Friday, November 28, 2008
Here's a nice compilation of some recent studies that show that privatized medical care adds costs rather than reduces them. It stands to reason if you think about the costs of marketing (as much as 25% of for-profit university budgets) and the cost of profits, which go in varying but usually high degrees to investors and not to operations. But reason hasn't been a big part of the rush to private funding. The analogies between education and health care are interesting.

Thursday, November 27, 2008

Thursday, November 27, 2008
I've been writing to my budget pals for a few months about when the toxic waste is going to surface in university endowments. It's only just beginning - in the form of the shadow of the holes in the crap investments thrown by operating cuts and now hiring freezes. Cornell announced a couple of weeks ago, the Chronicle of Higher Ed is starting to keep a list, which includes at least partial freezes at other Ivies like Brown and Dartmouth and a full hiring freeze of that greatest of all beneficiaries of the high-tech booms, Stanford University.

The New York Times has a good overview that begins, "Some of the nation’s universities are trying to sell chunks of their portfolios privately as their endowments swoon with the markets."

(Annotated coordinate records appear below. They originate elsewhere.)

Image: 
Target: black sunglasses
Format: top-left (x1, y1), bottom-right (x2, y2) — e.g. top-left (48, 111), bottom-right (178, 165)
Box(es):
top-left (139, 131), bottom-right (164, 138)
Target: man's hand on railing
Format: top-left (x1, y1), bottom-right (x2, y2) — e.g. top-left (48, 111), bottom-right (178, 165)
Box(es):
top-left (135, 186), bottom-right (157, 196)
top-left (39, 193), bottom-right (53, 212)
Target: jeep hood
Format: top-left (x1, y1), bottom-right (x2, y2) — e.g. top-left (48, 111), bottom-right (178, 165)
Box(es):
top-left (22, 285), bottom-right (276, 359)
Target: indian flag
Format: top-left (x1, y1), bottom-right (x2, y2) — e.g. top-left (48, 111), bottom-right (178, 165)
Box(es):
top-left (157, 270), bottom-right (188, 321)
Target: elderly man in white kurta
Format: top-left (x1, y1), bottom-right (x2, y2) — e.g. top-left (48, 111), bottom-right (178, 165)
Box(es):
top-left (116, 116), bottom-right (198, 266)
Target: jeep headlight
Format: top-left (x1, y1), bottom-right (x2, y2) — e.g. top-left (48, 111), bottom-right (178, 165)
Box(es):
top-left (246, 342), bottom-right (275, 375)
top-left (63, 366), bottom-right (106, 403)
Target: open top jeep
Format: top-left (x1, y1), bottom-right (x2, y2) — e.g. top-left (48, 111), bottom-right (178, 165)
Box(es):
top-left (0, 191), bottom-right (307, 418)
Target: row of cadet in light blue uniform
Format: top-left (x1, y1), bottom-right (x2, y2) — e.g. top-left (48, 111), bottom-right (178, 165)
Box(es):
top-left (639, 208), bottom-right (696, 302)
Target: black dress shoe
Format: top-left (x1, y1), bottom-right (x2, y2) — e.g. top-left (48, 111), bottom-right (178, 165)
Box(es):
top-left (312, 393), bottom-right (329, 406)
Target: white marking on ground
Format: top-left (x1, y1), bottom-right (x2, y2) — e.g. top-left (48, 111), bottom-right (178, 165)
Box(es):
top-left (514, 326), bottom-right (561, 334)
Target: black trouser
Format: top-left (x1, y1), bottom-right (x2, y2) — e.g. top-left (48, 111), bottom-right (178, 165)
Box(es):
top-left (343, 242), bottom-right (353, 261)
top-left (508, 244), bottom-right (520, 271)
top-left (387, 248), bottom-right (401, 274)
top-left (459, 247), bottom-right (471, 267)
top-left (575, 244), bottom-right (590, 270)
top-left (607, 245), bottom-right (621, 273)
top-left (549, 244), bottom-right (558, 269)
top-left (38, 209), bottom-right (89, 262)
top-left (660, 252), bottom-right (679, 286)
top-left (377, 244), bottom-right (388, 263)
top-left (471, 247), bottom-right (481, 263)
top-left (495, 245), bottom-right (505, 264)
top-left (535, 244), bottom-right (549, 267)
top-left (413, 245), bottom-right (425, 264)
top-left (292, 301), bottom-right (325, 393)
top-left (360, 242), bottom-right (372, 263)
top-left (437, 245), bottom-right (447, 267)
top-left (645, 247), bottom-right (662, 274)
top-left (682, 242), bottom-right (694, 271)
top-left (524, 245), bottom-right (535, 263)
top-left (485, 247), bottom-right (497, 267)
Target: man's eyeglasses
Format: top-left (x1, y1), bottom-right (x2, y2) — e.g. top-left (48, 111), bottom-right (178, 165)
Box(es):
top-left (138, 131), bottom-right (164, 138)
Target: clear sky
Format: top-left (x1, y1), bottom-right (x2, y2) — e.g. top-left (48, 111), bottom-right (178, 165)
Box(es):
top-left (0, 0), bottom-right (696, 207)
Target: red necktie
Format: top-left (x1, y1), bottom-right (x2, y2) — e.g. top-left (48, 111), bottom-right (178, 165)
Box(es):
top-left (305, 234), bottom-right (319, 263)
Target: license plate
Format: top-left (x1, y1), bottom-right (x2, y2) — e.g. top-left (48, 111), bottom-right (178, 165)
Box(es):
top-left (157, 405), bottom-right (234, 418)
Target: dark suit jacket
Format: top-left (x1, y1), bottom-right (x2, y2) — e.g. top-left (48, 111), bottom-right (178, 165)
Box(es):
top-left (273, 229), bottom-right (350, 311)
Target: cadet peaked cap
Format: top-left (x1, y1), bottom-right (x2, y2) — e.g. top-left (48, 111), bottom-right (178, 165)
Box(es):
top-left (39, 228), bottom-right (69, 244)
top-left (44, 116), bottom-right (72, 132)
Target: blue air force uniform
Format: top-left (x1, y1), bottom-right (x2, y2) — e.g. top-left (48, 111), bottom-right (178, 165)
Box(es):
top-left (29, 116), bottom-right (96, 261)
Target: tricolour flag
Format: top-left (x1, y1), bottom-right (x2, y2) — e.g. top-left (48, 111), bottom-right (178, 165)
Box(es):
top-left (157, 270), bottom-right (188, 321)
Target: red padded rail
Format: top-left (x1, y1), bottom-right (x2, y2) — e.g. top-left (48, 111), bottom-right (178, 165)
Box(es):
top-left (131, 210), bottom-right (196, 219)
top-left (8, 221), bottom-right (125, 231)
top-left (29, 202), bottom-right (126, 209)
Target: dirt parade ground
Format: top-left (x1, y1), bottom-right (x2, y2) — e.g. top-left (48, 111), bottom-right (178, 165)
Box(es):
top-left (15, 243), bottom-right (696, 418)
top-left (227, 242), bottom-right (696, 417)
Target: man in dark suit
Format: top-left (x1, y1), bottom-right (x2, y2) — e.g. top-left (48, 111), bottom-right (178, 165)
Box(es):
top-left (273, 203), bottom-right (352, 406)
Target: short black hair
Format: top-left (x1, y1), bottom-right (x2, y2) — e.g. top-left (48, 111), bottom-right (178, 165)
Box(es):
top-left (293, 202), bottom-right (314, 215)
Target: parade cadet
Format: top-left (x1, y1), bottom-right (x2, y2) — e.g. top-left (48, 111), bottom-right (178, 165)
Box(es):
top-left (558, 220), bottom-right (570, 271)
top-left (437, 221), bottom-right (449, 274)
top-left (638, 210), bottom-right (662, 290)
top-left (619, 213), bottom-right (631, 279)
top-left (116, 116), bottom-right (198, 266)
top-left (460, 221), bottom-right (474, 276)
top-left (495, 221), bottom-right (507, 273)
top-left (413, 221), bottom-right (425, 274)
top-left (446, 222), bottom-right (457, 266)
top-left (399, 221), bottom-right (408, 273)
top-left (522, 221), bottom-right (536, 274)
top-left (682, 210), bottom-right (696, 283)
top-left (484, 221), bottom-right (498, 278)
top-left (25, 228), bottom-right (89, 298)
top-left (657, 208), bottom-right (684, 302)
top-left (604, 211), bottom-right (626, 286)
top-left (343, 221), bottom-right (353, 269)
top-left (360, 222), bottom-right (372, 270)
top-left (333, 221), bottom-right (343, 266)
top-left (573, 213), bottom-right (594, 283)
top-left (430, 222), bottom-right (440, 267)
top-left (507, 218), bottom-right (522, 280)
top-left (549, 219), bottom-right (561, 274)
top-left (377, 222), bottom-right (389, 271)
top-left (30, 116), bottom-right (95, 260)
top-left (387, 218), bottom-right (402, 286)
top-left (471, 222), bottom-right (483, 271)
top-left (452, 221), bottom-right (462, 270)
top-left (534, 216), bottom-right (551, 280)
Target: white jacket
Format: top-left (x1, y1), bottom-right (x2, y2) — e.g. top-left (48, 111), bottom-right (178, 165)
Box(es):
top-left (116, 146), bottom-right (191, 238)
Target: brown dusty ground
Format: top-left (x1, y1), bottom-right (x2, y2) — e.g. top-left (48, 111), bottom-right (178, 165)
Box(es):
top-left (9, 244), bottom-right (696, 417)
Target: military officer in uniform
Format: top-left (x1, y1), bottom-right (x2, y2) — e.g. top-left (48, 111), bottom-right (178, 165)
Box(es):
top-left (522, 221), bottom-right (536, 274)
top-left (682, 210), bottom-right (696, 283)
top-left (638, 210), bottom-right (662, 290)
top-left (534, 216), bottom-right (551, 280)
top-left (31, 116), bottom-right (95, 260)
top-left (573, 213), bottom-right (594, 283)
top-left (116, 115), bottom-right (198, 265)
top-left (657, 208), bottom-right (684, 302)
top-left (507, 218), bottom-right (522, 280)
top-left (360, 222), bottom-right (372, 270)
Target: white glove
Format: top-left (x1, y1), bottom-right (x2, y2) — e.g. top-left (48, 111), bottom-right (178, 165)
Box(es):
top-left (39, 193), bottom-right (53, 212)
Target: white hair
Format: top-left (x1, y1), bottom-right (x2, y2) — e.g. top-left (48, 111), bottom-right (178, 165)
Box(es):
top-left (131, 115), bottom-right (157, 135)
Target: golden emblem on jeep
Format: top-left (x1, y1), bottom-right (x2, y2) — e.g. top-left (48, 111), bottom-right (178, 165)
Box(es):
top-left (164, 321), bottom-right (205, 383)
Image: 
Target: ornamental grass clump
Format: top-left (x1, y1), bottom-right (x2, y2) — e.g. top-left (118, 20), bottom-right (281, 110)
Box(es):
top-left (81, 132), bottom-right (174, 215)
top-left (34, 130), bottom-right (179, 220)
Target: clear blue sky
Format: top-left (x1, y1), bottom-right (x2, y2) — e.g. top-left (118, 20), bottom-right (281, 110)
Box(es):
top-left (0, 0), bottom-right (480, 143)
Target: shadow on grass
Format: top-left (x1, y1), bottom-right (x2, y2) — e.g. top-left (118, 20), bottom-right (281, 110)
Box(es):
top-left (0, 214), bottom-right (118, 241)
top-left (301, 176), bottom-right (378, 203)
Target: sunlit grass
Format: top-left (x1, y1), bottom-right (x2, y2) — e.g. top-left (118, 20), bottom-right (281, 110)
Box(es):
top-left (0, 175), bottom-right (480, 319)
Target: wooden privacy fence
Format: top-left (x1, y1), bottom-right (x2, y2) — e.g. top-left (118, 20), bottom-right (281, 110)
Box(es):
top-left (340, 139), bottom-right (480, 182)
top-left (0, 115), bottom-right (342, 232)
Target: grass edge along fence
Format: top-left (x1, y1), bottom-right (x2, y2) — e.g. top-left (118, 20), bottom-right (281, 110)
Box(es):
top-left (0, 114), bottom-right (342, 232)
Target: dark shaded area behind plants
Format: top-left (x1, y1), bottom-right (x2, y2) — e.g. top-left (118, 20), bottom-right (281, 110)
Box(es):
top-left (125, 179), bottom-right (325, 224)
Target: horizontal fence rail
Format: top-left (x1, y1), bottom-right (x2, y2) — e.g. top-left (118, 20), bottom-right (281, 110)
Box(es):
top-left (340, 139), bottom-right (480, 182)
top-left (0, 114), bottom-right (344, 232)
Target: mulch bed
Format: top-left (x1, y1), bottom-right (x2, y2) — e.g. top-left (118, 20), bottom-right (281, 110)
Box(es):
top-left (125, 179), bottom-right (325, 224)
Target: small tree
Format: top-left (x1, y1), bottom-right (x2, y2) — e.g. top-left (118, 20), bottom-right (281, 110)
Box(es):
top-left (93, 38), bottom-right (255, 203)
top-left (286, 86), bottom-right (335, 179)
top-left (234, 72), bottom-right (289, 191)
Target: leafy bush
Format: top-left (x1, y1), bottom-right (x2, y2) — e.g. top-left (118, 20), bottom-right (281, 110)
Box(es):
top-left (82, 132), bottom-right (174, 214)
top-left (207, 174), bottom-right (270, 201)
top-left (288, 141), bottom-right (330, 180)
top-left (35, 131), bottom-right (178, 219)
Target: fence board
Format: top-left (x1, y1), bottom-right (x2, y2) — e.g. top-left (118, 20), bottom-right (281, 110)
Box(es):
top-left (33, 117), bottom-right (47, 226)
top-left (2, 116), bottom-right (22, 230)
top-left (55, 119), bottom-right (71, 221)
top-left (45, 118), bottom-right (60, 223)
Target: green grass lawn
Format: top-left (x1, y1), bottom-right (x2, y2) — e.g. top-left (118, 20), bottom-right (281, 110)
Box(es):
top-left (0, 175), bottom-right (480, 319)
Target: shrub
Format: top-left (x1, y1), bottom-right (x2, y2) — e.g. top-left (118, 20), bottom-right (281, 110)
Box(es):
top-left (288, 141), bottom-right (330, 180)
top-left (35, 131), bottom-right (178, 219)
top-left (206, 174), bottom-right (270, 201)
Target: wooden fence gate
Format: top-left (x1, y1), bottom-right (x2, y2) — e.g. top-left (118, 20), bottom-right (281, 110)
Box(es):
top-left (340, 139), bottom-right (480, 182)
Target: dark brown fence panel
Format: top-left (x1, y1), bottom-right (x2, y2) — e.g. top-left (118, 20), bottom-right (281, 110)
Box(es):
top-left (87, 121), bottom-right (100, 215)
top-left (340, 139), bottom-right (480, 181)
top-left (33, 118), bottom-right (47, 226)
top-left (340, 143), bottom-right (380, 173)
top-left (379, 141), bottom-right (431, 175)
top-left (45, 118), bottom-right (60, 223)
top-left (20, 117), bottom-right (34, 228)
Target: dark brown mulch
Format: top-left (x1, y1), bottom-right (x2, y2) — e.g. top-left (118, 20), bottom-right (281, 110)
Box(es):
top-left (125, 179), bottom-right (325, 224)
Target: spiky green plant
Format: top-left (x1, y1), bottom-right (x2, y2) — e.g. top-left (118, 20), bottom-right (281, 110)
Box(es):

The crucial point in the piece is that university "endowments with more than $1 billion in assets reported 35 percent of their holdings" to be in "alternative investments" - i.e. the stuff that has been locking up or blowing up for six months now. This is a much higher proportion than can be found in pension plans, which means that the big endowments can be expected to fall more than say the 15% that the University of California's pension plan has fallen so far in this calendar year. Should we look for losses at Stanford, Yale, and Duke of 30% in one year?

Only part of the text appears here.